Mais c’est la prévention qui reste le moyen le plus efficace, car on s’accorde à dire que «quand la pathologie est prise en charge à temps, les complications peuvent être réduites de manière remarquable et quand les traitements sont bien pris les urgences sont espacées». La prévention concerne également la lutte contre le tabagisme. Du ministère de la Santé, l’épidémiologiste Youcef Terfani a présenté les résultats de l’enquête menée dans le cadre de la surveillance de la consommation du tabac en Algérie.

Il estime à 5,5% le taux de fumeurs au sein de la population âgée entre 18 et 59 ans.

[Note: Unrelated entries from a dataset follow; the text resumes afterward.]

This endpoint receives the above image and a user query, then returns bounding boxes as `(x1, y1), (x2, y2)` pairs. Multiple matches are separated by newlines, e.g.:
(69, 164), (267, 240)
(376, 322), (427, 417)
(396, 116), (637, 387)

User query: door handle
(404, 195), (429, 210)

D’où pour lui la nécessité d’engager des campagnes de sensibilisation choquantes pour, d’un côté inciter les fumeurs à arrêter et, de l’autre, et c’est encore plus important, de prévenir des dangers du tabagisme passif également révélé par l’enquête. «Réglementairement, il est interdit de fumer dans les lieux publics mais ce n’est pas appliqué partout, bien que la nouvelle loi de la santé prévoit des amendes allant de 2000 à 3000 DA à l’encontre des contrevenants», indique-t-il.

L’augmentation du prix du paquet de cigarettes reste un des moyens de dissuasion avec l’instauration des taxes. En l’espace de 3 ans, le prix a effectivement doublé, passant de 150 à 300 DA pour une certaine marque. L’enquête révèle que près de 1,5 milliard de paquets de cigarettes sont produits annuellement en Algérie. Sur chaque paquet, 11 DA sont prélevés pour alimenter le fonds urgences (9 DA) et le fonds cancer (2 DA). A propos de tabac, l’EHU a été le premier à lancer le concept d’«hôpital non fumeur» qui a été suivi par la suite par d’autres établissements. Notons enfin qu’une nouvelle association (agréée il y a deux mois), dénommée Association oranaise pour la santé respiratoire (AOSR), a commencé à activer pour apporter sa contribution dans le domaine de la santé.